Of all the playwrights of England's "Angry" renaissance of the late '50s, Arnold Wesker is perhaps the least known here in America. He happens also to be about the best of a good lot. John Osborne, Wesker, Shelagh Delaney, Brendan Behan—it's easy to think of them all (and not just poor Behan) in the past tense. Nothing fails with such finality as a revolution that succeeds.
But Arnold Wesker is a special case. It is puzzling, really, that his plays have not traveled well to this side. He is Jewish and of working class origins—and his writing (in particular his early work) seems to have quite a lot in common with that of American Jewish playwrights, such as Clifford Odets and Arthur Miller. But that, perhaps, is just the trouble: it may be that Wesker seems too familiar, that his work may be too much in a mode we think of as more or less American. Perhaps theater audiences here look for something more exotic in their imported plays—something distinctly "English."
If that is the case, I wonder how this collection of stories, Love Letters on Blue Paper, will fare here. It cannot possibly get the audience it deserves, for if it did that, it would shoot to the top of the best-seller list…. [Three] of the five stories in it ["Six Sundays in January," "The Man Who Became Afraid," and the title story] are remarkably good; and one of them, the title story, is as fine as any I've read for a very long time. The trouble is, these, just as some of his plays did, seem somehow "American": some in their Jewishness and others in their technique—the way they go beyond basic storytelling and into a kind of existential mode, communicating a quality of life, making them novels in summary. I suppose that you would, in fact, call the three very good stories "short novels," for they are well over what is usually considered story length….

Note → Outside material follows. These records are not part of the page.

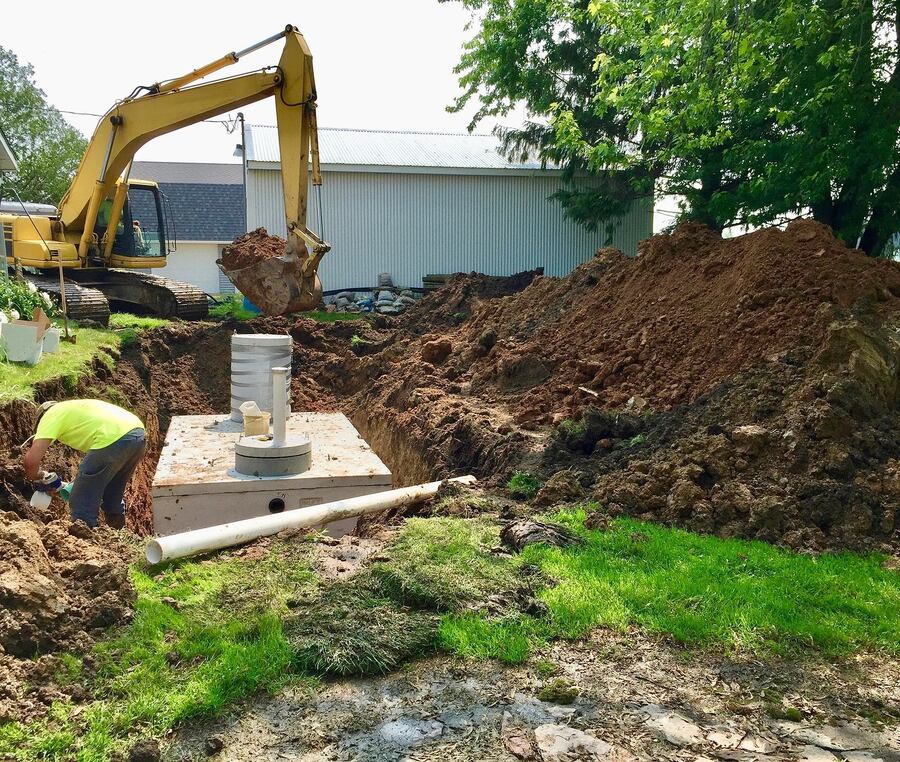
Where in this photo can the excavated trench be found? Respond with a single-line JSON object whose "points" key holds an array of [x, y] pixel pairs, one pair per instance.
{"points": [[746, 387]]}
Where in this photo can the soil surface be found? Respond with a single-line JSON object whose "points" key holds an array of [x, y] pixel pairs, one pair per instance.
{"points": [[742, 387], [250, 248], [614, 697], [61, 586]]}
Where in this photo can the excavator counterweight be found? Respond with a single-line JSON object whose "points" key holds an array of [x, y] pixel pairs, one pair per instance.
{"points": [[97, 236]]}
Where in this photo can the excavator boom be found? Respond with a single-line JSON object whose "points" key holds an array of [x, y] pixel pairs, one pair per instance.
{"points": [[171, 105]]}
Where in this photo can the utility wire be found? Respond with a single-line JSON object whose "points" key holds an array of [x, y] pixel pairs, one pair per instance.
{"points": [[229, 123]]}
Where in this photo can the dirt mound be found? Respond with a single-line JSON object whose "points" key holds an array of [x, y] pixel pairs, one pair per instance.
{"points": [[690, 311], [742, 386], [799, 451], [250, 248], [60, 586], [454, 302]]}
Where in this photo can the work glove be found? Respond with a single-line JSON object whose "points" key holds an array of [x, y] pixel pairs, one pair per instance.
{"points": [[48, 481]]}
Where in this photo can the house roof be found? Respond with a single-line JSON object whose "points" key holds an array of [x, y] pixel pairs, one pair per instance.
{"points": [[8, 161], [388, 150], [199, 211], [188, 172]]}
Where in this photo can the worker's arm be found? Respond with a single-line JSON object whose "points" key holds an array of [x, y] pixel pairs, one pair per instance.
{"points": [[33, 458]]}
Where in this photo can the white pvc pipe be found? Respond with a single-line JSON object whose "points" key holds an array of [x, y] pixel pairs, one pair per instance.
{"points": [[204, 540], [279, 405]]}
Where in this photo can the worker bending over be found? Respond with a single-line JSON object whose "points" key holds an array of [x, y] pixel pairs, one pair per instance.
{"points": [[114, 442]]}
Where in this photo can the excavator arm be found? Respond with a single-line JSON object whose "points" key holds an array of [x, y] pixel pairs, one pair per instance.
{"points": [[169, 106]]}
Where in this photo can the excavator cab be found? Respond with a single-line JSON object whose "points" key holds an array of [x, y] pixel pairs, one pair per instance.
{"points": [[142, 236]]}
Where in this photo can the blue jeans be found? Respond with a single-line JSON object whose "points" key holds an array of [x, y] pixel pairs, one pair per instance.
{"points": [[102, 478]]}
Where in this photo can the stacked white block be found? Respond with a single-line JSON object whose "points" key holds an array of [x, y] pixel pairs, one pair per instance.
{"points": [[252, 358]]}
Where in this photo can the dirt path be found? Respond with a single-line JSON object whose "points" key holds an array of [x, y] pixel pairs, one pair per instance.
{"points": [[631, 698]]}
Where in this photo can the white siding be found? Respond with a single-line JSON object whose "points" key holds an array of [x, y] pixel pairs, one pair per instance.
{"points": [[194, 263], [413, 224]]}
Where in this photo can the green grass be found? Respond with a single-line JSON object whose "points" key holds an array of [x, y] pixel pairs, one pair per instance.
{"points": [[142, 322], [352, 629], [71, 362], [231, 307], [127, 327], [443, 564], [222, 641], [699, 590], [523, 485]]}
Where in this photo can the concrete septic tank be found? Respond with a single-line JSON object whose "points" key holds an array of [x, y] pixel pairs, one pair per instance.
{"points": [[197, 486]]}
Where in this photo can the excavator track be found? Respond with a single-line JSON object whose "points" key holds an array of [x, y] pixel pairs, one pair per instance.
{"points": [[82, 303], [163, 297], [89, 299]]}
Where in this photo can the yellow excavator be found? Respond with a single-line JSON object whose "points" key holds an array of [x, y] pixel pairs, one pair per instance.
{"points": [[108, 225]]}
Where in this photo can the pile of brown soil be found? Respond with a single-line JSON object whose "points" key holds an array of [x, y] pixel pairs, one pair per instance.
{"points": [[689, 312], [61, 585], [761, 373], [250, 248]]}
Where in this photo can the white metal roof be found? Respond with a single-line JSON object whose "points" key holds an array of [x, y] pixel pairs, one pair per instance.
{"points": [[203, 173], [8, 161], [380, 150]]}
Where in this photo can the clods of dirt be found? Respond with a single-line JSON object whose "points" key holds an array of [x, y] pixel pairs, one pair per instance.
{"points": [[251, 248], [630, 697], [58, 592]]}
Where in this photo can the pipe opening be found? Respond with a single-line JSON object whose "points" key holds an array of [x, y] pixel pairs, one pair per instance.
{"points": [[153, 552]]}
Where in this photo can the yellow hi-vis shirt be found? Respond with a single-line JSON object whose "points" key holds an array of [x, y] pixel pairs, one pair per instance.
{"points": [[86, 424]]}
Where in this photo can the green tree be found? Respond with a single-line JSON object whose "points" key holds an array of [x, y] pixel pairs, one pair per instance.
{"points": [[753, 112], [48, 149]]}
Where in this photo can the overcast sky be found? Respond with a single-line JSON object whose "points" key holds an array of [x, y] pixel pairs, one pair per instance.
{"points": [[383, 65]]}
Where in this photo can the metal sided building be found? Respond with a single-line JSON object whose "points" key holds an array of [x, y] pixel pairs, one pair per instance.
{"points": [[413, 203]]}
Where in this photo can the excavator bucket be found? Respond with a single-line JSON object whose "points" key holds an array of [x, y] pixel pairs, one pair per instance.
{"points": [[277, 285]]}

[The] beautiful "Love Letters on Blue Paper": it is a story of death, of dying, but as the title has it, this one is also, and most importantly, a love story…. [It] is beautifully faceted, suggesting an entire marriage, man and woman, as death comes to part them.
As all this may suggest, Arnold Wesker's great themes are death and the family. Even the two shorter stories in the book, "Pools" and "A Time of Dying," conform perfectly, treating both. His attitude is best summed up in the curtain line of his first play, Chicken Soup With Barley, spoken by a tough matriarch to her son, the would-be-poet: "If you don't care you'll die." Wesker cares. And the extent and depth of the concern he shows in these stories may yet win him at least the beginning of an audience here in America. Then, perhaps, the plays.
Bruce Cook, "Return to Sender," in Book World—The Washington Post (© The Washington Post), June 1, 1975, p. 2.
Mr. Wesker, a Londoner, has been known here mainly as a playwright, and three of the five stories in ["Love Letters on Blue Paper"] might well be improved if they could somehow be staged. Like many modern dramas, they tell of unexceptional people struggling with vague and confused feelings, and the forms in which they express these feelings—the inner monologues of a thirty-five-year-old Hampstead mother overtaken by ennui and self-doubt, the jottings and musings of a Jewish widow living on dreams of winning the football pool, and the sudden, surprising love letters of a wife to her dying husband—are histrionic in a way that doesn't stand up on paper but that might be effective in the speech of a resourceful actress. Of the two remaining stories, one is a gentle, factual account of a period of deadly coincidences in the author's family, and the other is a formal tale—almost a fable—about a British businessman whose spiritual malaise curiously resembles that of his fictional suburban-American counterparts. On the whole, this book isn't quite funny enough or touching enough to be enthusiastically recommended, but it has its rewards of sentiment and insight. (p. 126)
The New Yorker (© 1975 by The New Yorker Magazine, Inc.), June 9, 1975.